She wrote her second book, The Young Woman and the Shaikhs later that year. This book is seen as a collection of direct responses to the criticism that she received from the Arab community regarding Unveiling and Veiling. The Young Woman and the Shaikhs attempts to rebuke arguments made by critics regarding the validity and credibility of Unveiling and Veiling. In it, Al-Din claims that she wrote her first book with "no companion or assistance except pens and ink pots, books and papers". This was in response to the arguments that Unveiling and Veiling was plagiarized and supported by Christian missionary efforts. She also describes herself as a “sincere Muslim of truth” that wrote only on what "God Almighty" has willed, despite being Druze, an ethnoreligious group whose practices are not considered to be Islamic by most Muslims.

===Works===
- Unveiling and Veiling: Lectures and Views on the Liberation of the Women and Social renewal in the Arab World (Al-Sufur wal hijab) 1928
- The Young Woman and the Shaikhs (Al-Fatah wa al-Shuyukh) 1928

===Impact and legacy===
Despite her use of evidence from various holy texts, al-Din's books caused a great deal of uproar among the clerical Muslim community. Her works were banned by many Islamic clergy leaders, and members of the Muslim community were urged to neither buy nor sell them. Al-Din was also accused of plagiarism and atheism by many of these Islamic clerics. Despite many sources of opposition, Al-Din was actually supported by a few influential Muslim groups, one of them being the well-known Egyptian Womens magazine. This group supported Al-Din's claims regarding Muslim women's rights and published parts of her first book in many languages.

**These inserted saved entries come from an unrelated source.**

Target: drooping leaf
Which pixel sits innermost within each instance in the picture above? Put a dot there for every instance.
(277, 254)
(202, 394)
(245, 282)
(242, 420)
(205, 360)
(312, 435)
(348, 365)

Al-Din's works were considered a necessary response to the veiling of Middle Eastern women during this time. In her home of Lebanon and in many other parts of the Middle East, women were not allowed to leave the house without their face covered. This occurred at a time before women themselves reclaimed the right to wear the veil as a way to personally express their faith. During the 1920s, this "head-to-toe" covering was seen as a source of oppression and seclusion, "stemming from the logic of male ownership and female objectification" Al-Din's response to this societal issue left a remarkable impact on the Muslim community. She was one of the first women to use the Quran and other holy texts to question notions that were thought to have originated from them. Both of her works questioned the validity of the misogynistic interpretations of both the Quran and the Hadith. Rather than relying on these interpretations, she urged members of the Muslim community to use individual reason and judgement to distinguish between what is regarded as moral, and what is not.

==Later life==
She was eventually overcome by the opposition of most Muslims and her fellow Druze to her Western-influenced criticisms of Arab culture. A member of the upper class, she stopped writing after about five years and settled down with her husband and three sons at their mansion in Baaqline, Lebanon. She died in 1976 at the age of 68. Very little is known about al-Din's life in the decades after her writing and diatribes against Arab culture.